Dot — a private record

Small moments.
A whole life.

A life is rarely made of great events. It is made of moments almost too small to tell — a song replayed on a Tuesday night, a book finished on a Sunday, a walk with no destination, a thought that nearly got away. Dot is a private place to keep them: one small dot, in seconds, then back to living.

01 · What a dot is

Six kinds of moment

A dot is the smallest unit of a life — not a piece of content, but one moment of contact between you and the world.
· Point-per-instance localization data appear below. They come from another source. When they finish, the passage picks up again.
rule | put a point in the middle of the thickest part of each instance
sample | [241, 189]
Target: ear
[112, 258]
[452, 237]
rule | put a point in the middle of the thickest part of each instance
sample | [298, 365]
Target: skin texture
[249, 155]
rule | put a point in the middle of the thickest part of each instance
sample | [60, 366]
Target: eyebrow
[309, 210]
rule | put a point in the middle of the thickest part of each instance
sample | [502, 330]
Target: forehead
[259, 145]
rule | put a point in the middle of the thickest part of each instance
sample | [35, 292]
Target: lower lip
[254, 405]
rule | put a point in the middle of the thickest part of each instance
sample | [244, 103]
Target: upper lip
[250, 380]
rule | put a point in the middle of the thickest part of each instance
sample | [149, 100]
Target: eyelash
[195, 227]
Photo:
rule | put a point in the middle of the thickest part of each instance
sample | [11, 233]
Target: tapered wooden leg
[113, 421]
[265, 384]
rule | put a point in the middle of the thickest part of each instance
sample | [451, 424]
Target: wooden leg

It takes seconds to write and asks nothing back: no caption to perfect, no audience to please.

  • A quiet moment for a passing thought
    A thought
  • A song playing, worth remembering
    A song
  • An open book, mid-chapter
    A book
  • A film still lingering after the credits
    A film
  • A place you stood once and remembered
    A place
  • A conversation that stayed with you
    A conversation

The song, the film, the place — those are only what a dot points to. What it keeps is your connection to them: yours, and no one else’s.

02 · What a dot holds

What happened,
and what it meant

An archive keeps facts. Dot keeps the relation between you and the facts — not that you watched a film, but why it entered your life that week; not that you visited a city, but who stood next to you, and why you still want to go back.
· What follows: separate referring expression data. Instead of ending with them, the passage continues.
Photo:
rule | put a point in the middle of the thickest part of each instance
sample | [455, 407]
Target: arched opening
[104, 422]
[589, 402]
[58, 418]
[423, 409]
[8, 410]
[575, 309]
So every dot has two layers. The first records the life. The second is the point.

03 · The loop

A cycle that returns to living

Content has a life cycle: created, published, consumed, engaged, forgotten. A life moves differently. It happens first; the record is only the trace it leaves. Traces connect into memory, memory reshapes how you read the past and choose what comes next — and the loop closes where it began, with living.

  1. 1Live
  2. 2Record
  3. 3Organize
  4. 4Relive
  5. 5Reflect
  6. 6Live again

04 · The Life Stream

Not a feed. Not a timeline.

A feed is what other people push at you. A timeline is merely things sorted by date. A Life Stream is your own days, gathering — nothing appears in it unless you lived it.

Dot doesn’t keep the past itself; the past is gone, and no tool brings it back. It keeps the chance that past and present will meet again. Open it on an ordinary evening and yesterday is there, and last spring, and the person you were ten years ago — in their own words, waiting.

05 · Time, compounding

The only record that appreciates

A post is worth the most on the day it is published, then decays. A dot moves the other way: it is born alone, and every year of living around it gives it context, relations, meaning. Time here is not a sort field — it is the material. Most products consume your time; a few save it. Dot preserves it.

Today

A dot is born alone. A small note, thirty seconds, then back to your day.

In a year

It finds its neighbors. Seven Denis Villeneuve films this month — and you never noticed.

In ten years

It belongs to a shape only you could have made: what you return to, what you avoid, what you kept choosing.

A hundred thousand dots do not compose a timeline.
They compose a person.

Written for an audience of one

There are no followers in Dot, no likes, no metrics of attention. Nothing you record is a performance. It is a notebook, not a stage — private by design, yours by default.

And yet some moments have a co-author. Certain memories exist only because someone else was there. When a moment belongs to two lives, Dot lets you hand it to that one person — not to an audience, to them. Sharing here is not showing your life; it is letting someone into your experience.

Your life, in dots.

No one can stop time, or live a day twice. What you can do is leave evidence — honest enough that the future you can still recognize today’s you. When a moment leaves a dot, and the dots begin to connect, a life takes on a geometry you can finally see.